CO-GWAS: A co-occurrence graph based GWAS System

Research Background :

The tool provides a novel methodology and system for Genome Wide Association Studies (GWAS). In this work, we create large scaled multiprocessing systems which can map genotypes to phenotypes. Phenotypes are defined as observed physical attributes of an organism. Within a specie, phenotypes differ between multiple organisms due to the genotype, which is defined as the gene sequence of the organism. Finding mapping between genotypes and phenotypes is the holygrail of biology due to the following reasons:

1. Generate novel causal hypothesis regarding biological pathways that affect physical trait of the organism.

2. Results of GWAS can be used to predict an individual’s biological proclivity towards certain diseases through their gene sequence. For example, this can be used to predict future diseases that a new born child might have.

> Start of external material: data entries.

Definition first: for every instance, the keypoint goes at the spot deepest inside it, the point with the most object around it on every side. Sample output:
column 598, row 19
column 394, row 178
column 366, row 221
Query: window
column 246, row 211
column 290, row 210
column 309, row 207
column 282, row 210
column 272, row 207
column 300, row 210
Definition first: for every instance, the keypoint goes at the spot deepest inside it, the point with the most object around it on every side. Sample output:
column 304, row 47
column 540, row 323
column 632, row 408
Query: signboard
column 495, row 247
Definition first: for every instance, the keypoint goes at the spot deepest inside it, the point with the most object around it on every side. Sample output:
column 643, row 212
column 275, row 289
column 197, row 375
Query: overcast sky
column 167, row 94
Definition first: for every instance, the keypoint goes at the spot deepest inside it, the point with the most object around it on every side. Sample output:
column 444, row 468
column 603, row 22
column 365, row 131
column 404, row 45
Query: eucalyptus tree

3. Genes which have a considerable effect on phenotype can be used to engineer crops with desired properties.

This tool maps genotype to phenotype, by taking VCF files as input. The tool then transforms the VCF file into a suitable format for generating the probability with which each position in the genome affects the target phenotype

Claims:

The core problem which GWAS addresses is that gene sequence is very large and it is not clear which part of the gene or which alleles in the gene are responsible for which phenotype. The solution for this problem involves reducing the number of ‘candidate alleles’ which have a correlation with the phenotype. In prior art, p-value is used as a metric to shortlist a set of causal genes that affect phenotype. In our system, we present the following claims:

1. We formulate a new metric for quantifying the goodness of a candidate allele to be correlated with phenotype.

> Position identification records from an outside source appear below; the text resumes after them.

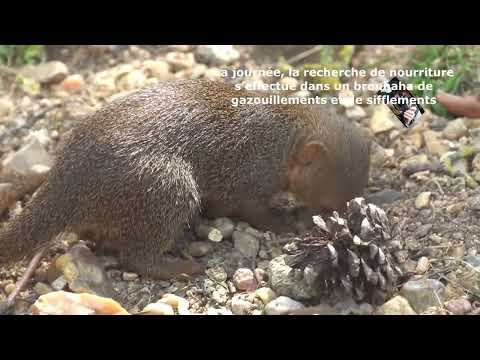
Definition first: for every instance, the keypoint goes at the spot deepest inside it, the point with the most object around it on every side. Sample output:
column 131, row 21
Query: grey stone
column 396, row 306
column 386, row 196
column 283, row 280
column 217, row 54
column 455, row 129
column 247, row 244
column 424, row 293
column 225, row 225
column 282, row 305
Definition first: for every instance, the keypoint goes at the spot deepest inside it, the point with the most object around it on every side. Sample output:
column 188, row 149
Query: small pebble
column 199, row 248
column 423, row 200
column 217, row 273
column 126, row 276
column 282, row 305
column 422, row 265
column 9, row 288
column 225, row 225
column 459, row 306
column 246, row 243
column 59, row 283
column 260, row 274
column 244, row 279
column 158, row 308
column 396, row 306
column 176, row 302
column 73, row 83
column 240, row 306
column 266, row 295
column 42, row 288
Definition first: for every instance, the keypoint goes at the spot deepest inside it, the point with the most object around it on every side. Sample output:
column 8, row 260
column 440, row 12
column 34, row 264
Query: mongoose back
column 140, row 169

2. We provide a methodology that evaluates the individual allele goodness quantification method by using the top k such candidates produced by the method, build a prediction model only using those features and compare the accuracy of the prediction.

3. Our approach in claim 1 is shown to be doing significantly better than p-value (the prior art) w.r.t. the method proposed in claim 2.

4. We have also come up with a very efficient and scalable pipeline using big-data computing for compressing the traditional data into a binary format, generating the candidate scores, and evaluating the top candidates efficiently.